Read The Night They Stormed Eureka Online
Authors: Jackie French
The man screamed. His eyes rolled back. His head slumped onto the Professor’s arms.
The Professor laid him gently on the ground. ‘I might say a good waste of fine whisky,’ he said. ‘But as it is perhaps the worst hooch I have ever had the misfortune to drink, I won’t. Nor is it a waste,’ he added. He smiled wryly at Sam. ‘I think perhaps this is the best use I have put alcohol to in my life.’
Sam said nothing. Her legs felt like they were marshmallows. She wondered if she were going to be sick. The smell of blood, of cooking mutton fat, of smoke and sweat and —
The customer put down his plate. How could he eat? wondered Sam. He grinned at them all. ‘Next week we’ll all be free. Soon as the other goldfields see how we’ve stood up to the redcoats they’ll join in. There aren’t enough redcoats in the world to stop us if we stand together. No more redcoats and their swords, no more troopers and their lies, no more magistrates and bribes, no squatters stealing all the land. Can you imagine that?’
No one spoke. Then the Professor said, ‘No, I can’t imagine that. One can hope, that’s all. Now will you help me carry this poor man to his tent?’
He’s changed since he started to teach George, thought Sam. The mockery in his voice had gone.
‘I will and all.’ The man wiped his mouth with his sleeve. Between them, he and the Professor carried the unconscious man out into the darkness.
‘He’s left his jug behind. The Professor I mean.’ Was that her own voice? wondered Sam. It sounded strange.
‘Damp the fire down,’ said Mr Puddleham. ‘That’s the end of the stew for tonight. Are you all right, my dear?’ he added to his wife.
Mrs Puddleham rubbed her hand across her heart. ‘A bit giddy,’ she admitted. ‘My deary, don’t get me wrong. The cause is right, I know. But I wish it weren’t us what had to fight it.’

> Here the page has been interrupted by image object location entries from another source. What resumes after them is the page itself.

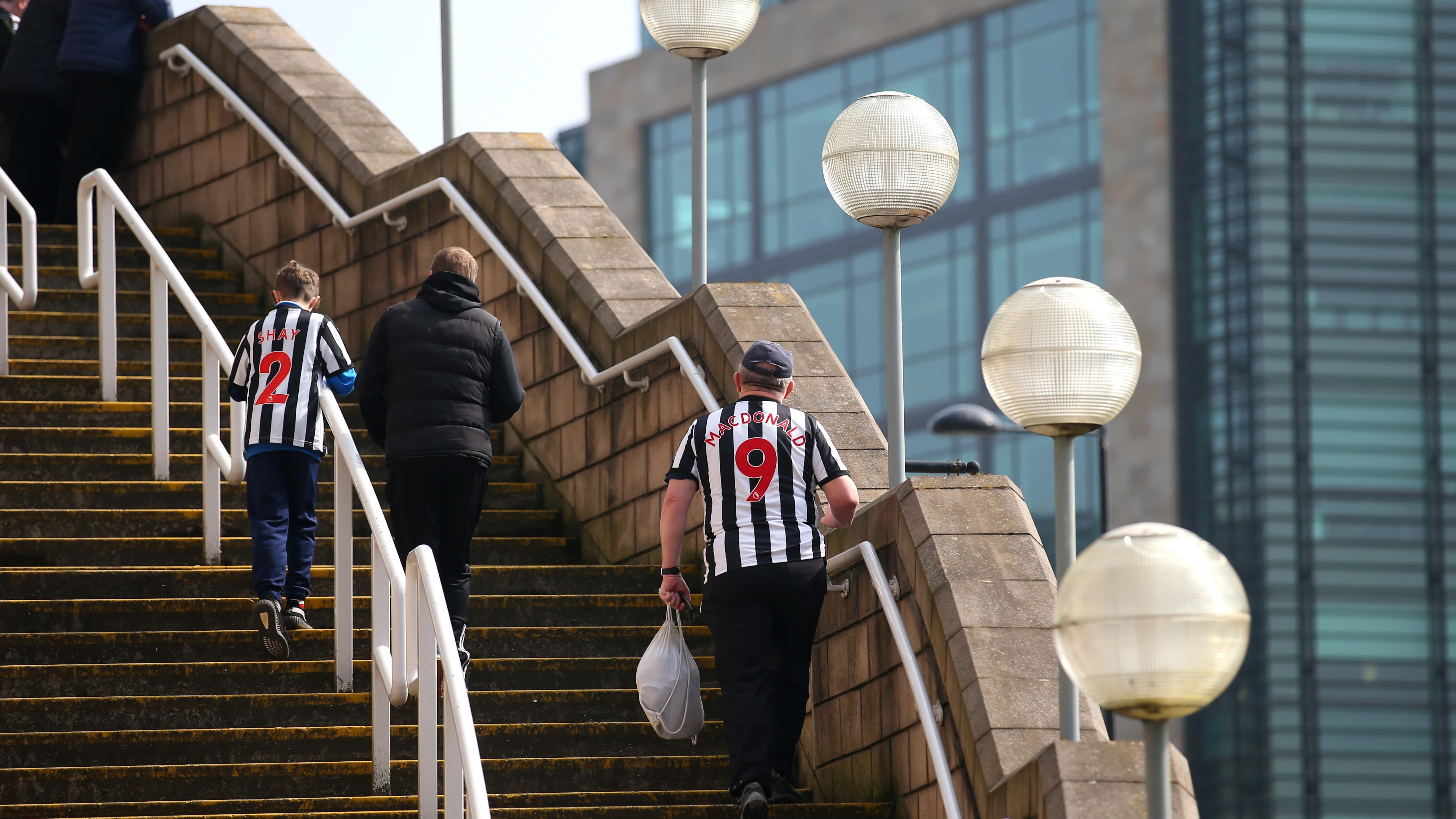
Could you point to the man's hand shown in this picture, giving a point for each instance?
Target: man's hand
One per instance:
(844, 500)
(675, 593)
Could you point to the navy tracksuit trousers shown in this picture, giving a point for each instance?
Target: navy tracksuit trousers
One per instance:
(283, 486)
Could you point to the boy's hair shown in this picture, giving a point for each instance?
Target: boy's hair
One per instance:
(752, 379)
(455, 261)
(296, 281)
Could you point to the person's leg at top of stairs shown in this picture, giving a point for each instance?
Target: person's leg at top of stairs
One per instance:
(303, 526)
(270, 478)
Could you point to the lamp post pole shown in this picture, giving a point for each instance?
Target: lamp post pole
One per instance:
(1158, 769)
(895, 360)
(1066, 492)
(699, 171)
(446, 70)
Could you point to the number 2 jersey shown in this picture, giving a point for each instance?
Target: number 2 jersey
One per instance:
(758, 465)
(284, 361)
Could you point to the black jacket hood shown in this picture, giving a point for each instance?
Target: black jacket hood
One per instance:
(450, 293)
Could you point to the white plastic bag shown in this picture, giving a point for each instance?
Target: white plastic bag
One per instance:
(669, 684)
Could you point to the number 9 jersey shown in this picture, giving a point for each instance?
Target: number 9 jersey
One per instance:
(283, 363)
(758, 465)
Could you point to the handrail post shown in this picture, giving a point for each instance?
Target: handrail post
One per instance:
(379, 692)
(343, 571)
(426, 700)
(5, 308)
(455, 772)
(922, 697)
(161, 377)
(107, 300)
(212, 476)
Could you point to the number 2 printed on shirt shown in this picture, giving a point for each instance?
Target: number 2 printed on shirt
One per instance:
(764, 473)
(270, 395)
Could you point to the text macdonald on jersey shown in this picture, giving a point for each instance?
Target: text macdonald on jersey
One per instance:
(766, 418)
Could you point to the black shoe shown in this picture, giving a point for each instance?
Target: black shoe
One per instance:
(293, 617)
(784, 792)
(752, 804)
(270, 629)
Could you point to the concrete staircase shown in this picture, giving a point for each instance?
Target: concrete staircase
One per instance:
(133, 687)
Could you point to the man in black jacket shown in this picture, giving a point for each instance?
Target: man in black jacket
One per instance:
(37, 107)
(439, 371)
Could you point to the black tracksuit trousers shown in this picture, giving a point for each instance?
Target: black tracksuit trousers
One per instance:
(764, 622)
(436, 501)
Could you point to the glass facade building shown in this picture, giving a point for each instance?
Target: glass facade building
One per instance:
(1020, 88)
(1317, 201)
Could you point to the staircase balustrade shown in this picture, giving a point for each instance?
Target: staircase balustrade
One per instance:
(181, 60)
(22, 294)
(889, 596)
(404, 607)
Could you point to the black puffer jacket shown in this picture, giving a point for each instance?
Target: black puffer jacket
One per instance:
(437, 373)
(30, 68)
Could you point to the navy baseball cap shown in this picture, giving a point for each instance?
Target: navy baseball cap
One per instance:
(771, 360)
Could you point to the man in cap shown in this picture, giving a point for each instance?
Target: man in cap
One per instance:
(758, 465)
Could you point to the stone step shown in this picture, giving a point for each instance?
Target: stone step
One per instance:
(263, 711)
(129, 325)
(82, 350)
(136, 466)
(230, 613)
(70, 648)
(274, 780)
(68, 235)
(94, 414)
(201, 280)
(130, 440)
(529, 550)
(184, 523)
(180, 494)
(236, 581)
(127, 255)
(305, 677)
(612, 805)
(330, 744)
(654, 805)
(217, 304)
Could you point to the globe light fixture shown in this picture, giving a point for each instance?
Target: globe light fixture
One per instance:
(699, 31)
(1154, 623)
(890, 162)
(1060, 357)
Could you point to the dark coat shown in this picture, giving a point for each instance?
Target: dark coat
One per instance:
(103, 36)
(437, 373)
(30, 69)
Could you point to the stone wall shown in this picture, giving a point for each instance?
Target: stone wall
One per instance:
(978, 597)
(602, 453)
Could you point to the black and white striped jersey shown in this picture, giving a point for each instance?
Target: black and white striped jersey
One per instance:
(283, 363)
(758, 465)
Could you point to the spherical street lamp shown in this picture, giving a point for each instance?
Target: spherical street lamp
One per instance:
(1060, 357)
(699, 30)
(1154, 623)
(890, 160)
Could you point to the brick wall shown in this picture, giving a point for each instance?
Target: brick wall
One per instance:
(600, 453)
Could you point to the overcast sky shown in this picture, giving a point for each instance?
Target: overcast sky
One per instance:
(519, 64)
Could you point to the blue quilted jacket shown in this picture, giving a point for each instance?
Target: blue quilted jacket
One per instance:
(103, 36)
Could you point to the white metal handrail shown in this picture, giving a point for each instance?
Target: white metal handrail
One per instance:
(24, 293)
(98, 187)
(844, 562)
(430, 625)
(395, 596)
(181, 60)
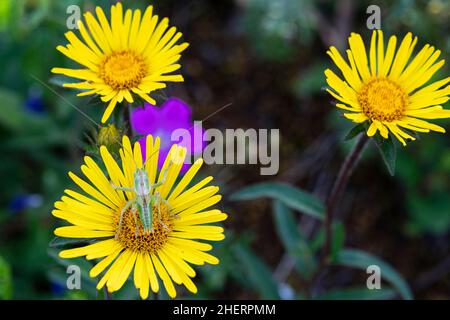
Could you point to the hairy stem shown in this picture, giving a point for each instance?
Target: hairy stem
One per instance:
(339, 185)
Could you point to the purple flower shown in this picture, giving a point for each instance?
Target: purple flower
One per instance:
(162, 122)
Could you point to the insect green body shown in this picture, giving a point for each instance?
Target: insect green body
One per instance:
(144, 201)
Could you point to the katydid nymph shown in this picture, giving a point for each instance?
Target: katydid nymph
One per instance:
(145, 200)
(146, 197)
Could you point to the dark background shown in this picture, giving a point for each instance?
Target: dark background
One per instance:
(266, 58)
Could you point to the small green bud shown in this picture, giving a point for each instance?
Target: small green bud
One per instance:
(109, 137)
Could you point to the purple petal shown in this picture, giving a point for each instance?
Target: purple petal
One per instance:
(145, 120)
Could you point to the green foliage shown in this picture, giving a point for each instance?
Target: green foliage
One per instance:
(275, 28)
(355, 131)
(361, 260)
(5, 280)
(295, 244)
(292, 197)
(258, 273)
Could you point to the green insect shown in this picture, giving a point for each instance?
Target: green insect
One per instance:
(144, 201)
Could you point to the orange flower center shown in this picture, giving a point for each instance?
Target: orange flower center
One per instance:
(382, 99)
(131, 233)
(123, 70)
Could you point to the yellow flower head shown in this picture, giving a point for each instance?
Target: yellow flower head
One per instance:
(387, 88)
(133, 53)
(102, 211)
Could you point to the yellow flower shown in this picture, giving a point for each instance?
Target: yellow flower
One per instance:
(133, 54)
(169, 248)
(389, 91)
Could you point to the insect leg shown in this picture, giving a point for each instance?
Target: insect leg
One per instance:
(164, 178)
(122, 212)
(136, 233)
(158, 204)
(122, 188)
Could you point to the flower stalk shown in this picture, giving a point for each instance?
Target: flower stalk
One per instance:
(339, 185)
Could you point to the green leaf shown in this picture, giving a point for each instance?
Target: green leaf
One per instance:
(5, 280)
(356, 130)
(295, 244)
(337, 243)
(292, 197)
(357, 294)
(259, 274)
(388, 152)
(58, 242)
(361, 260)
(12, 115)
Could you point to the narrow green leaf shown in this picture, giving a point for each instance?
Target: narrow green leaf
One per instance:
(292, 197)
(388, 152)
(258, 272)
(295, 244)
(356, 130)
(357, 294)
(58, 242)
(337, 243)
(318, 240)
(361, 260)
(5, 280)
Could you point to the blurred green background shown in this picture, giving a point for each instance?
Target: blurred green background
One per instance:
(267, 58)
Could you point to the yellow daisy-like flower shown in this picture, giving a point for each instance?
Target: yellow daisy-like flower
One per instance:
(121, 243)
(133, 54)
(386, 89)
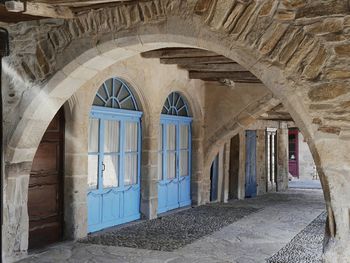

‘It will look better in the morning,’ said Mr Puddleham gently. ‘Think of Sam’s children. Think of the world we will win for them.’
‘Sam’s children?’ A smile grew across Mrs Puddleham’s face. ‘Why, I never thought o’ that. Grandchildren. An’ a hotel with velvet on the seats. An’ a world where men like you make the laws, Mr Puddleham, not just the gentry. It’s got to be good, ain’t it?’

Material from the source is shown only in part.